The executor path is selected from ParallelConfig.executor_type; the implementation records which pool type actually ran, then feeds work items through completion-order result collection. Retryable failures loop back into _run_batch() with only the failed paths.

Pipeline Orchestration

PipelineOrchestrator supports both the composable stage path and the legacy router-plus-processor path. The stage path is the canonical alpha3 flow.

flowchart TD
    A["Discovered file"] --> B["PipelineOrchestrator.process_file()"]
    B --> C{"Custom stages configured?"}
    C -- "yes" --> D["PreprocessorStage"]
    D --> E["AnalyzerStage"]
    E --> F["PostprocessorStage"]
    F --> G["WriterStage"]
    G --> H["ProcessingResult"]

    C -- "no" --> I["FileRouter"]
    I --> J["ProcessorPool"]
    J --> K["Text / Vision / Audio processor"]
    K --> L["Legacy organize helpers"]
    L --> H

    subgraph "Execution controls"
        M["AdaptiveBatchSizer"]
        N["MemoryLimiter"]
        O["BufferPool"]
        P["ResourceMonitor"]
        Q["ThreadPoolExecutor prefetch lane"]
    end

    M --> B
    N --> Q
    O --> D
    P --> O
    Q --> D

Error propagation

flowchart LR
    A["Stage or processor raises"] --> B["PipelineOrchestrator catches error"]
    B --> C["ProcessingResult.success = false"]
    C --> D["PipelineStats.failed += 1"]
    D --> E["Caller receives per-file error payload"]

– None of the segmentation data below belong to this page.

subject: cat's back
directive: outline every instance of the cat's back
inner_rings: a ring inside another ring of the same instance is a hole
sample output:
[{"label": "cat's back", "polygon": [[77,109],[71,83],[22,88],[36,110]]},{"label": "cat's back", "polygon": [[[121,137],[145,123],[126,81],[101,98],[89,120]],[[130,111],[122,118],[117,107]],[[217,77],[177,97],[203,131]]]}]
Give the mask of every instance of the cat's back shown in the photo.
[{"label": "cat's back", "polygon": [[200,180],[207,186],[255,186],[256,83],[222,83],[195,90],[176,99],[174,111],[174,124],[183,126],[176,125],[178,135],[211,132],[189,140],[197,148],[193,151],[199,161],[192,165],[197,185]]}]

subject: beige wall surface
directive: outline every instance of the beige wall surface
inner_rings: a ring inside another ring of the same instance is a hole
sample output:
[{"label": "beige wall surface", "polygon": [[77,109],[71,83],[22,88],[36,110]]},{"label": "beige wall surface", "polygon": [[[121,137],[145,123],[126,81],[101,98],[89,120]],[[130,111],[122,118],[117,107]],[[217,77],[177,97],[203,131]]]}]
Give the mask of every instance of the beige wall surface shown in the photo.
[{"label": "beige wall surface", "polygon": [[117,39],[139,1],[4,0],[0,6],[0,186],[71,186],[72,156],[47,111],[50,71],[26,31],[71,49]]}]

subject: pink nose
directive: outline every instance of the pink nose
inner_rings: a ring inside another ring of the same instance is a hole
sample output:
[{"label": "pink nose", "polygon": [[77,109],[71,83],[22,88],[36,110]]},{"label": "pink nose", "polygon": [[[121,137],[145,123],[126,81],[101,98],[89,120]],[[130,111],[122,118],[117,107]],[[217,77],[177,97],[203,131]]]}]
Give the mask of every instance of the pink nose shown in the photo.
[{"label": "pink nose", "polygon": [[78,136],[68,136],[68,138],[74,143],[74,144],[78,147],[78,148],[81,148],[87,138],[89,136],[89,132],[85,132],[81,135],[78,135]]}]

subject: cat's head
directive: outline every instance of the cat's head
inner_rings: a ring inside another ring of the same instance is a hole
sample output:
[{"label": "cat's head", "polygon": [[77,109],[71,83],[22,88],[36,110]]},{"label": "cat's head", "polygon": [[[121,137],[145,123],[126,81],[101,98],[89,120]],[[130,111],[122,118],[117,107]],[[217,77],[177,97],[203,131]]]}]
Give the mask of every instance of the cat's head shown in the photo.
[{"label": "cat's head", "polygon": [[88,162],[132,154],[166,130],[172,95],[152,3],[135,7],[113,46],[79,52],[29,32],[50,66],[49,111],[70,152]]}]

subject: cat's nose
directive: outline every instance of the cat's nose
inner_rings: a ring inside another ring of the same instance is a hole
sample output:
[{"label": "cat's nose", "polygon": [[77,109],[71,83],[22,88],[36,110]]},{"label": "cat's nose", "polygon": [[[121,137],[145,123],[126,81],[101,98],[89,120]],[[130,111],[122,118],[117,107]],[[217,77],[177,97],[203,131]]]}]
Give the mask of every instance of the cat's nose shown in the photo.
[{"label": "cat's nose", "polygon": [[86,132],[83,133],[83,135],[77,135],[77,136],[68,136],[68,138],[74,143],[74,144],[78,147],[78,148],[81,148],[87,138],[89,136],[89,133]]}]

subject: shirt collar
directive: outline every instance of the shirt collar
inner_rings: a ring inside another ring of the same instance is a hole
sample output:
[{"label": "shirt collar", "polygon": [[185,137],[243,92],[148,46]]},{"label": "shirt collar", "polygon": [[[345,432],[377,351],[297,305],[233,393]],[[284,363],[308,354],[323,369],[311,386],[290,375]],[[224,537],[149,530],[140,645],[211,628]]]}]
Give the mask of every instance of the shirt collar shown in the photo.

Failures stay attached to the file-level ProcessingResult so batch callers can continue processing other files while still surfacing the exact stage or processor failure.

Intelligence Profile Merge and Conflict Resolution

The intelligence layer combines persisted profiles, preference metadata, and deterministic conflict scoring.

flowchart TD
    A["Requested profile names"] --> B["ProfileMerger.merge_profiles()"]
    B --> C["ProfileManager.get_profile()"]
    C --> D["Loaded Profile objects"]
    D --> E["Merge global preferences"]
    D --> F["Merge directory-specific preferences"]
    D --> G["Merge learned patterns"]
    D --> H["Merge confidence data"]
    E --> I["resolve_conflicts(values, strategy)"]
    F --> I
    G --> I
    H --> J["Merged confidence map"]
    I --> K["ConflictResolver weighting"]
    K --> L["Recency weight"]
    K --> M["Frequency weight"]
    K --> N["Confidence score"]
    L --> O["Deterministic winning value"]
    M --> O
    N --> O
    O --> P["ProfileManager.create/update_profile()"]
    J --> P
    P --> Q["Merged profile snapshot"]

Conflict resolution strategy

ConflictResolver normalizes recency, frequency, and confidence weights, computes a combined score for each candidate preference, and uses the most recent candidate as the deterministic tie-breaker when scores match.